Abofallen – und der Aufruf zur Kontokündigung

Die an eine Sparkasse gerichtete Aufforderung eines Verbraucherverbandes, das Girokonto eines Inkassounternehmens zu kündigen, das sich durch die Geltendmachung von Forderungen bewusst an der Durchsetzung eines auf systematische Täuschung von Verbrauchern angelegten Geschäftsmodells des Auftraggebers beteiligt, stellt keinen rechtswidrigen Eingriff in den eingerichteten und ausgeübten Gewerbebetrieb dar.

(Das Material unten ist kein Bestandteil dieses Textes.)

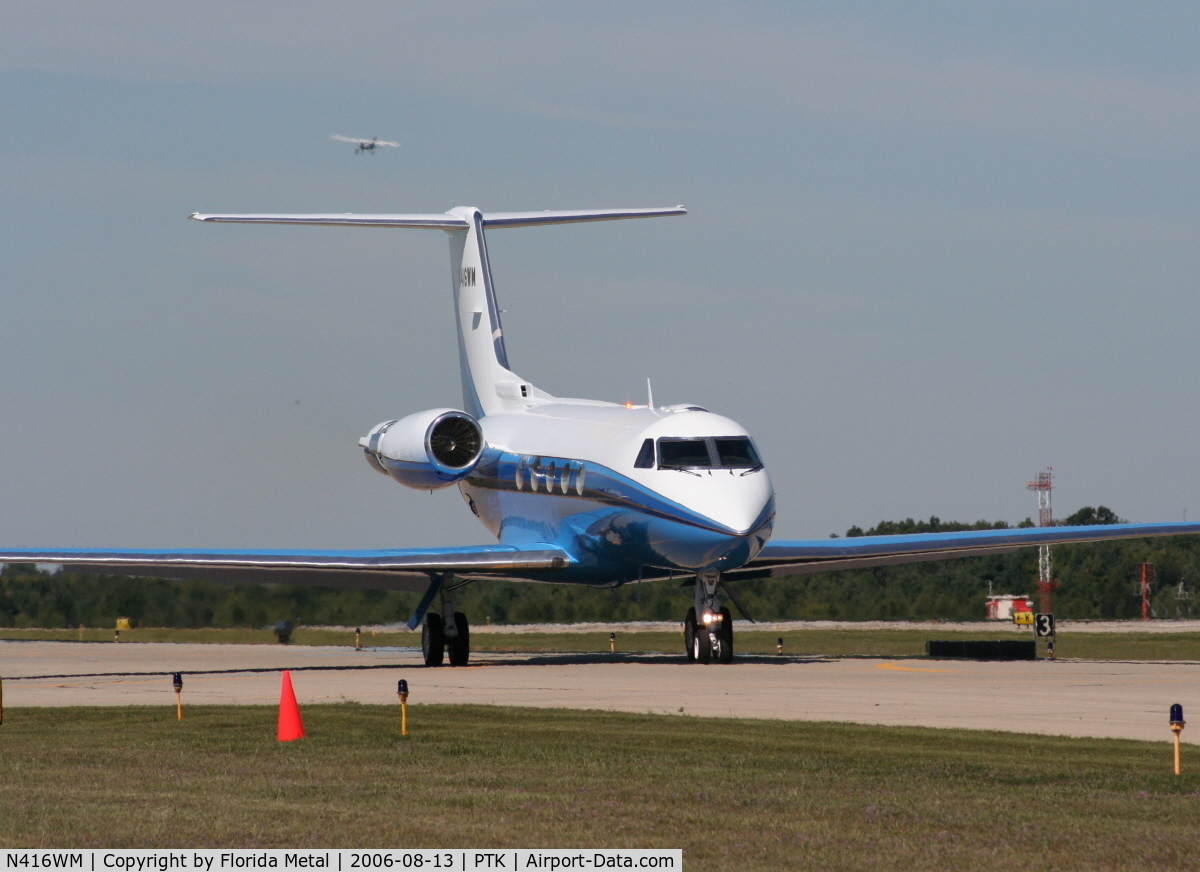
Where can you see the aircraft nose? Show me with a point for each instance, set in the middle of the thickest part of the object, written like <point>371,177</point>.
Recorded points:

Dies entschied jetzt der Bundesgerichtshof in einem Rechtsstreit zwischen einem Inkassounternehmen und der Verbraucherzentrale Rheinland-Pfalz, die die Sparkasse Heidelberg in einem Schreiben zur Kündigung und Sperrung des Girokontos des Inkassounternehmens aufgefordert hat, nachdem sich das Inkassounternehmen in der Betreibung von Abofallen”Gebühren” für einen “Routenplaner-Service” hervorgetan hatten.

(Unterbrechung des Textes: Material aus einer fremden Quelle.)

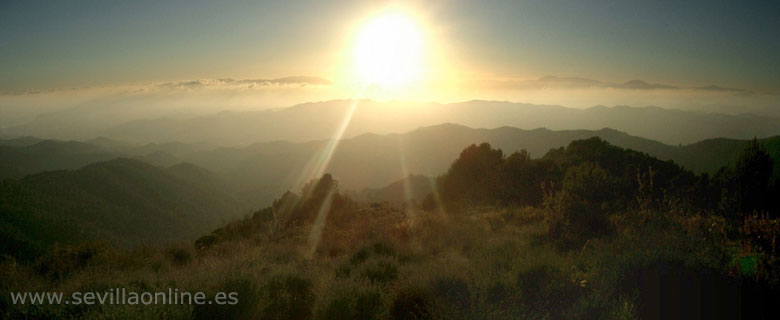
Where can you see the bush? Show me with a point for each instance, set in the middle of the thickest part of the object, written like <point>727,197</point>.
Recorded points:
<point>582,206</point>
<point>355,304</point>
<point>178,256</point>
<point>287,297</point>
<point>411,303</point>
<point>248,301</point>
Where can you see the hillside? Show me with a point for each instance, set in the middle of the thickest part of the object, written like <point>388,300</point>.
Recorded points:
<point>124,201</point>
<point>319,120</point>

Das erstinstanzlich hiermit befasste Landgericht Frankfurt am Main hat die Unterlassungsklage des Inkassounternehmens gegen die Verbraucherzentrale Rheinland-Pfalz abgewiesen1, das Oberlandesgericht Franfkurt am Main hatte ihr dagegen stattgegeben2. Auf die Revision der Verbrauchezentrale hat der Bundesgerichtshof das Berufungsurteil des Oberlandesgerichts Frankfurt aufgehoben und das klageabweisende Urteil des Landgerichts wieder hergestellt. Der Bundesgerichtshof befand, dem Inkassounternehmen stehe kein Unterlassungsanspruch gemäß § 823 Abs. 1, § 1004 BGB wegen eines rechtswidrigen Eingriffs in ihr Recht am eingerichteten und ausgeübten Gewerbebetrieb gegen die Verbraucherzentrale zu.

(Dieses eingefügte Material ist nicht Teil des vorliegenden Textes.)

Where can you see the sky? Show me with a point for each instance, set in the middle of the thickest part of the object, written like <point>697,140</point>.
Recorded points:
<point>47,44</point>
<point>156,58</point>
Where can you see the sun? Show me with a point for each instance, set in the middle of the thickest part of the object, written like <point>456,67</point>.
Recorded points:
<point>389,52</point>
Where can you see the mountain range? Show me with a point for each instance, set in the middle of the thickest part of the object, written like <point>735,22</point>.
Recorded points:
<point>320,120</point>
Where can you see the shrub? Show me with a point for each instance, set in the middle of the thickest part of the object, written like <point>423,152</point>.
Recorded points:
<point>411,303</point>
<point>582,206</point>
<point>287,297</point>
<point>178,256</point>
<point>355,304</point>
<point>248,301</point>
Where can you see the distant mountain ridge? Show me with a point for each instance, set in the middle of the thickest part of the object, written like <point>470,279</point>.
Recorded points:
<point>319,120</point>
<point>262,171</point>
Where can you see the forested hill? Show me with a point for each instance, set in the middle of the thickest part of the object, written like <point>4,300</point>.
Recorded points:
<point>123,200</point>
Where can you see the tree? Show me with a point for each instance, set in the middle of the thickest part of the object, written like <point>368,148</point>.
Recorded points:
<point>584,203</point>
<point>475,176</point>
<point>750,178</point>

Ein Anspruch wegen Verletzung des als sonstiges Recht im Sinne von § 823 Abs. 1 BGB geschützten eingerichteten und ausgeübten Gewerbebetriebs kommt in Betracht, wenn spezielle Schutzvorschriften zugunsten eines Unternehmens nicht durchgreifen3. Der Schutz des § 823 Abs ...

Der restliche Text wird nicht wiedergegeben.